6 июля 1877 года Пржевальский писал в Россию: «Находясь во все время пребывания во владениях Бадуалета[37], под самым строгим присмотром, мы могли лишь изредка, случайно, входить в сношения с местным населением, но из этих случайных, отрывочных сведений, в общем обрисовались главнейшие контуры внутренней жизни царства Якуб-бека…

Пусть даже потоками крови Бадуалет зальет поле своего владычества, лишь бы на этом поле взошли ростки будущего преуспеяния государства. Но таких ростков нет вовсе. Кровавый террор в нынешнем Джитышаре[38] имеет целью одно лишь упрочение власти самого царя — о народе нет заботы. На него смотрят только как на рабокую массу, из которой можно выжимать лучшие соки…

Мелочные заботы дня поглощают все внимание и время джитышарского владыки. Бадуалет слушает всякие доносы своих слуг, знает какой купец что привез в город (при этом часть товаров отбирается даром), принимает подарки в виде лошадей, баранов и проч., от самых простых своих подданных забирает в гарем, по собственному выбору, женщин, иногда в возрасте ребенка. Постоянно опасаясь за свою жизнь, Якуб-бек живет за городом в фанзе, окруженной караулами и лагерем солдат, не спит по ночам и, как сообщал нам Заман-бек, даже в мечеть входит со штуцером Винчестера в руках».

По гневной и верной характеристике Пржевальского Якуб-бек — «не более, как политический проходимец», использовавший национально-освободительное движение мусульманских народностей против богдоханского ига лишь для того, чтобы самому «захватить власть над ними и угнетать их вместе с кликой своих ближайших приверженцев».

«Под стать самого Бадуалета является и клика его сподручников», — писал Пржевальский. «Все они известны местному населению под общим именем «анджанов». Главнейшие должности в Джиты-шаре розданы этим анджанам. Для местного населения эти люди ненавистны».

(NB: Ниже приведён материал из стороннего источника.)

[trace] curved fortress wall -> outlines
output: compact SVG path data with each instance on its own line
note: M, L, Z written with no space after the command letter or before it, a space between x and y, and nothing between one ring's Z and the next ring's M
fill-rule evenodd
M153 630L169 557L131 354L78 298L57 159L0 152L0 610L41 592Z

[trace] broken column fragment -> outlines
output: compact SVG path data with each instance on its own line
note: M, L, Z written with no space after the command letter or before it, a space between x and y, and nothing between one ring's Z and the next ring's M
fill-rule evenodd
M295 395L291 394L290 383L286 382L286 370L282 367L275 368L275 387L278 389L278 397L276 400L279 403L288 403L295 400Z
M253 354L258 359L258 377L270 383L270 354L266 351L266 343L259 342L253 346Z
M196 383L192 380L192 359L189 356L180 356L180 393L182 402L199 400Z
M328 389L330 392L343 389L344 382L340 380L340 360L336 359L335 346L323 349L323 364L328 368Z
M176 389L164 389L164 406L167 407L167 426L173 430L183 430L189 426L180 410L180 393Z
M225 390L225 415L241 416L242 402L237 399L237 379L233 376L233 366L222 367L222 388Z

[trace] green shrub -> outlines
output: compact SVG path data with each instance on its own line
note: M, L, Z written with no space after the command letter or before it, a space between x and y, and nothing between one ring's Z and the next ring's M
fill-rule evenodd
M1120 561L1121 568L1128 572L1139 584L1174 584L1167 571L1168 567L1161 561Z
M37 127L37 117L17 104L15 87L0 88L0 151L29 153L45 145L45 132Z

Не как равнодушный посторонний наблюдатель, а со страстным сочувствием к судьбе народных масс рисует Пржевальский их положение в государстве Якуб-бека:

«В нынешнем Джитышаре очень плохо жить. Ни личность, ни имущество не обеспечены; шпионство развито до ужасающих размеров. Каждый боится за завтрашний день. Произвол господствует во всех отраслях управления: правды и суда не существует. Анджаны грабят у жителей не только имущество, но даже жен и дочерей».

Из всего, что видел путешественник в Джеты-шааре, он сумел сделать проницательный вывод относительно жизнеспособности этого государства:

«Царство Якуб-бека падет в близком будущем (курсив Пржевальского — С. X.). Всего вернее, оно будет покорено китайцами; в случае же каких-либо мирных комбинаций с этой стороны, что впрочем весьма сомнительно, — внутри самого Джитышара неминуемо вспыхнет восстание, для которого имеются, даже через край, все готовые элементы, но которое теперь задерживается военным террором и общностью мусульманского дела».

Пржевальский указывал, что «местное население, мало в чем повинное, конечно, поплатится при этом, быть может, даже поголовною резнею».

История вскоре же подтвердила полностью прогнозы Пржевальского. «Царство Якуб-бека» действительно пало через год. Оно было покорено богдо-ханскими войсками, как и предсказывал Пржевальский. Население, как он тоже предвидел, поплатилось при этом «поголовною резнею», которую распорядилось устроить богдоханское правительство. Десятками тысяч жители Джеты-шаара бежали на запад, в русский Туркестан, и тут поселялись навечно.